Time complexity is the same but in the worst-case BFS is always better than DFS. Sometimes DFS is better if there are many goals, no loops in the state spaces and no large depth paths. BFS is much worse memory-wise and may store the whole search space while the space of DPS is modeled linearly.

In conclusion, BFS is better if the goal is not deep, there are infinite paths, there are many loops and a small search space. While on the other hand, DFS is better if there are many goals and not many loops. Regardless of conditions, DFS is always better in terms of memory.

Informed Search

Informed searches are done by providing heuristic information with the problem that might help reduce the amount of traversal required to reach the goal by the search algorithm. The informed search we learn is Best First Search.
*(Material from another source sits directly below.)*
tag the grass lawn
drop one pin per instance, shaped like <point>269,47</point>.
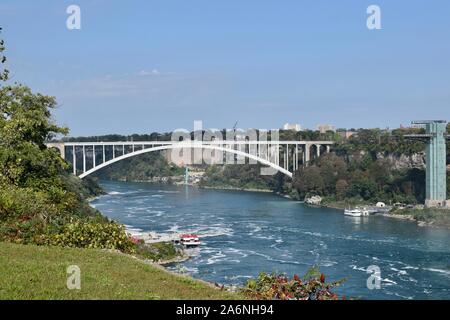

In a informed search, the trade-off can be between these:

  • Time complexity - Whether or not the program is indeed faster.
  • Programming complexity - Whether the priority function is worth the time coding.
  • Completeness - Whether the heuristic information given is correct.
  • Optimal solution - Whether the priority function does find the shortest path to the goal.

ScreenCasts

User Description
hlin079 The differences between hash tables and binary search trees
dcho040 Trade offs comparing 4 different data structures
hals016 The trade offs of a Linked List and an Array List (possible exam question)
hals016 The trade offs of Breadth-first search and Depth-first search algorithms

Contributors

hals016

jhor053 (Editor, so blame me if anything goes wrong )

kkan048

twon069

References

John Hamer's Lectures

Mark Wilson's Lectures and Notes (via [1])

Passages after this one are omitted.